Ludovic Miegeville emmène les lecteurs de Médiaterranée Languedoc-Roussillon à la découverte de la Cave de Rabelais et de son célèbre Muscat de Mireval. (N.E)

Muscat de Mireval : dans les coulisses de la Cave de Rabelais

L'Histoire le raconte et elle n'a rien d'une légende ! Au 16ème siècle, Rabelais, l'auteur de Gargantua et de Pantagruel, grimpait sur le dos de son mulet à Montpellier pour traverser la garrigue héraultaise une vingtaine de kilomètres durant, jusqu'à Mireval, sous le soleil du Midi, en Languedoc-Roussillon. Et ce, à la seule et unique fin de déguster le muscat unique de cette petite bourgade alors appelée Mirevaulx, ce qui signifie hier, comme aujourd'hui, « regarde le Val ». Près de 500 ans plus tard, la recette ancestrale du Muscat de Mireval perdure toujours. Transmise de génération en génération et habilement améliorée au fil des ans et des siècles par ses vignerons passionnés.
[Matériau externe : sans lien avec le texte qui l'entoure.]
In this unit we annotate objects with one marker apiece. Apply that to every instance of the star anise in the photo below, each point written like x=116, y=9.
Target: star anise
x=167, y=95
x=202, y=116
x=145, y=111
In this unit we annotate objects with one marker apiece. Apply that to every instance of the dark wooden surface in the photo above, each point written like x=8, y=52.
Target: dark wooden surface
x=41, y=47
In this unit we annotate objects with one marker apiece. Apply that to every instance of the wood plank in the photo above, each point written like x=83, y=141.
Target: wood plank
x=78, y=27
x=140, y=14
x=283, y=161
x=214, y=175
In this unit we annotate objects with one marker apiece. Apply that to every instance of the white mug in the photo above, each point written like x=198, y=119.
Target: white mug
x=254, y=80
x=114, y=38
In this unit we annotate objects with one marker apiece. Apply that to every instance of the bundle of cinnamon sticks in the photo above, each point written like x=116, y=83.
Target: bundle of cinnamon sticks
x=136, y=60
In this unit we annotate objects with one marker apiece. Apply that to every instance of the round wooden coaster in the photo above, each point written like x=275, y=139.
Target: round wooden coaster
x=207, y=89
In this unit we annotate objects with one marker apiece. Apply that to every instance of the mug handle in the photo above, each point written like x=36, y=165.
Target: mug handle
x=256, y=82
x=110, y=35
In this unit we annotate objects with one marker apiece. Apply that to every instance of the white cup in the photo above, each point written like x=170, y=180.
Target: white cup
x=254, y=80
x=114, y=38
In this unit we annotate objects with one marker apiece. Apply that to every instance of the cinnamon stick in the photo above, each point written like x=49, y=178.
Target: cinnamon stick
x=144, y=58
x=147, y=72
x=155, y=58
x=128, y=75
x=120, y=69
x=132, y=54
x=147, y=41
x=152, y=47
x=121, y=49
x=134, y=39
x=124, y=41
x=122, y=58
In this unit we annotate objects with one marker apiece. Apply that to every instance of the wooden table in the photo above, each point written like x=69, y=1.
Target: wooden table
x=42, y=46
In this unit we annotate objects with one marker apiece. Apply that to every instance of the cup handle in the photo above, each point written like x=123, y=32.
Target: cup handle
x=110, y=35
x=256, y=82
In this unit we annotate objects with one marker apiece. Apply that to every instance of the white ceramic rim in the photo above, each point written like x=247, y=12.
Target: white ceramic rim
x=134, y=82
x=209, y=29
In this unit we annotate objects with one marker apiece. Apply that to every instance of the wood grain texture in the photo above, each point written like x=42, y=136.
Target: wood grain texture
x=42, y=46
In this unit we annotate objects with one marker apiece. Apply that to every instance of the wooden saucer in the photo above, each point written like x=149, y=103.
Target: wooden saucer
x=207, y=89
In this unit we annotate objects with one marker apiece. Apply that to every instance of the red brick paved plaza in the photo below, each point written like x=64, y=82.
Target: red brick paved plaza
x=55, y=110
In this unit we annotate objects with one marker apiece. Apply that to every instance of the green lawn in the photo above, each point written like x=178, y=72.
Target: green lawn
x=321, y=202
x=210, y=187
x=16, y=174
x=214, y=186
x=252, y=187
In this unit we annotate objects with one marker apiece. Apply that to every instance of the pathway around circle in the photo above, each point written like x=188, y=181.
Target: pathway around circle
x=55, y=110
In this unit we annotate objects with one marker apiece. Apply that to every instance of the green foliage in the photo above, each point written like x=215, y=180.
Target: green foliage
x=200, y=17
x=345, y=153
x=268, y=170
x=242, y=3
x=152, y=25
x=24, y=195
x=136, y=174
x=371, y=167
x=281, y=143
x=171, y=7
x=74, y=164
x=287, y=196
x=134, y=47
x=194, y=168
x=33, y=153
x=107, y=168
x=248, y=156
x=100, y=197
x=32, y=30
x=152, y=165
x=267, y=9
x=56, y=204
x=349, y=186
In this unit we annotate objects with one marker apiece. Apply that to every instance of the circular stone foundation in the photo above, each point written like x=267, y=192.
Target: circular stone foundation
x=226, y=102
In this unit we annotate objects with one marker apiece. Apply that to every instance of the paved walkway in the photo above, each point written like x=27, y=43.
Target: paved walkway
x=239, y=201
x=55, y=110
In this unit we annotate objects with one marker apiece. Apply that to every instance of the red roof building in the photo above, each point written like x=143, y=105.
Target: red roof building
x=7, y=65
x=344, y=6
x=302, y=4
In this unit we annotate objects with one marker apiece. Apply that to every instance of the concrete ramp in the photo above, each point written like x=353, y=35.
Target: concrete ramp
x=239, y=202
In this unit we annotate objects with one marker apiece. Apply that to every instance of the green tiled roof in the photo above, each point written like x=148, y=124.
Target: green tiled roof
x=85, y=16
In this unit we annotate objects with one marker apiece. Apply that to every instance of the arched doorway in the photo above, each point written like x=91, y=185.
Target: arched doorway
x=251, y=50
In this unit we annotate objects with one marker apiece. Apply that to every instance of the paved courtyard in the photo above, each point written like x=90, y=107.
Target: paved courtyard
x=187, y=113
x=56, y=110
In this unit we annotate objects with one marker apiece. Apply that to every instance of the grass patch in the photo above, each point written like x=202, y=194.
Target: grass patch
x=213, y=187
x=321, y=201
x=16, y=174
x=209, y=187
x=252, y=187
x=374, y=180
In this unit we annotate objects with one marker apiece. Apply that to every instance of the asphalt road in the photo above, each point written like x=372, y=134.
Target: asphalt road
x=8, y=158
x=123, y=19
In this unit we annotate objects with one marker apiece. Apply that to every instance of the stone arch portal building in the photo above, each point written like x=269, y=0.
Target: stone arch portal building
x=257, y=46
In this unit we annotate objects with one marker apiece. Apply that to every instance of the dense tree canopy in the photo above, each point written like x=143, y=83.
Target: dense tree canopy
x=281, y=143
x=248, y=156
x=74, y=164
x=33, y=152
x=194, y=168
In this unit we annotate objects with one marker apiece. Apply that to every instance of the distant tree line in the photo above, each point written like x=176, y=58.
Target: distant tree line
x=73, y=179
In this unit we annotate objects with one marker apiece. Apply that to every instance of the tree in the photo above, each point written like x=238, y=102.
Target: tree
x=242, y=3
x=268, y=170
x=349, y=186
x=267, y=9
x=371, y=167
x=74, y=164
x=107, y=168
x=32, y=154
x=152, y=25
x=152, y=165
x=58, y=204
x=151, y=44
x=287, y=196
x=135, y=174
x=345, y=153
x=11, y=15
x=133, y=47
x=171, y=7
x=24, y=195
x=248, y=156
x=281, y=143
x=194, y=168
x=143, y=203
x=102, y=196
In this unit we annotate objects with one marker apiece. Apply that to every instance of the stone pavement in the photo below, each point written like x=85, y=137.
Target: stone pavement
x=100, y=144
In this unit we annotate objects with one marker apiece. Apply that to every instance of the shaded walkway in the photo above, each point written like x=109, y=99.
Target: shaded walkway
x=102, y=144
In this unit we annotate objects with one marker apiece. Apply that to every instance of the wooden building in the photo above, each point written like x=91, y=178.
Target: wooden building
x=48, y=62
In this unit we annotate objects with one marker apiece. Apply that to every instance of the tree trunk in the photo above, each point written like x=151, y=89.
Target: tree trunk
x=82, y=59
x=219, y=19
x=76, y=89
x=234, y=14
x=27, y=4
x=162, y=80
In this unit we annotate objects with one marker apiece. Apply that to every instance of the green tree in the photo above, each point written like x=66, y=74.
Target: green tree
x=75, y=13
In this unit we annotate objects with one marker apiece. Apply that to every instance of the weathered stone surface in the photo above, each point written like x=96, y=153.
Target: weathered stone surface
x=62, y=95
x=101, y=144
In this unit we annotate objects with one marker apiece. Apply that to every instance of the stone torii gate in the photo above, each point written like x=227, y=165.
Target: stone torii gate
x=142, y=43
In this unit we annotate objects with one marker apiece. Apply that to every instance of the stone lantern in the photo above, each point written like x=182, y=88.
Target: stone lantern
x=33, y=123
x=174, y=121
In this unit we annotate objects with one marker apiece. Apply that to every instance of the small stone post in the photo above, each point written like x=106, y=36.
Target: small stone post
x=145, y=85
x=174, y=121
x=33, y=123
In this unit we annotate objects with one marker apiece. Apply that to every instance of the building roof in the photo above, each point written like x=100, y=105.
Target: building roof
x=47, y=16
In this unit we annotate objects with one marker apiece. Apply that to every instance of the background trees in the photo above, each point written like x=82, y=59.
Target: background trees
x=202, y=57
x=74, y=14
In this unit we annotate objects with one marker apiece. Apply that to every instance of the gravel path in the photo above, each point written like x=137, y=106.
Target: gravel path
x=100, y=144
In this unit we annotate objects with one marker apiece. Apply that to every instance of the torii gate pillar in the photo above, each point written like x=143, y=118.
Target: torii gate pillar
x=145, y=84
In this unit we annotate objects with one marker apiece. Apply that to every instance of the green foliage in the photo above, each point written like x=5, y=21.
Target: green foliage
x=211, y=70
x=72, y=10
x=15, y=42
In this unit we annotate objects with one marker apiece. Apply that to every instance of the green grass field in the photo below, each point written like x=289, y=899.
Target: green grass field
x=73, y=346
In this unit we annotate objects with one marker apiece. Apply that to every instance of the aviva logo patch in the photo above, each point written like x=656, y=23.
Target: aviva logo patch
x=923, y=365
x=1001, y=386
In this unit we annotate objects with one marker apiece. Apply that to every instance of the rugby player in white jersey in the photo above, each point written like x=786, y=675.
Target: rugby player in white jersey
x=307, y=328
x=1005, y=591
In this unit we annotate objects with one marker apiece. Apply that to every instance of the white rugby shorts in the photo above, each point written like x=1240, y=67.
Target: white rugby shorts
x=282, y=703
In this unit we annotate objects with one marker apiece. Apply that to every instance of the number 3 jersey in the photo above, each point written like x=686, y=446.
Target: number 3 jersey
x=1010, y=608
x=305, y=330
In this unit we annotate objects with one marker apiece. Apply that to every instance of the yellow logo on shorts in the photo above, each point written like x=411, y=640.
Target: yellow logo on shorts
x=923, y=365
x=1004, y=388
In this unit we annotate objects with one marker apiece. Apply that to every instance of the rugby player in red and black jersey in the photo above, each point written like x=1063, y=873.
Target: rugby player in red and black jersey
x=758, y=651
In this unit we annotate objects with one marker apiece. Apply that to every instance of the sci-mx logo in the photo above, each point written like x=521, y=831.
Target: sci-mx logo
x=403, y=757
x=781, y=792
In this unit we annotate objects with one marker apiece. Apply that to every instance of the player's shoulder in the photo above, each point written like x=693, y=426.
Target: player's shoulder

A tel point que si François Rabelais (1494-1553) vivait aujourd'hui à Singapour, nul doute qu'il emprunterait régulièrement un jet privé pour venir déguster le fameux breuvage, in situ, à l'ombre des pins et au son des cigales, juste avant de s’atteler vaillamment à l'écriture de son prochain roman à paraître pour la rentrée littéraire 2013  !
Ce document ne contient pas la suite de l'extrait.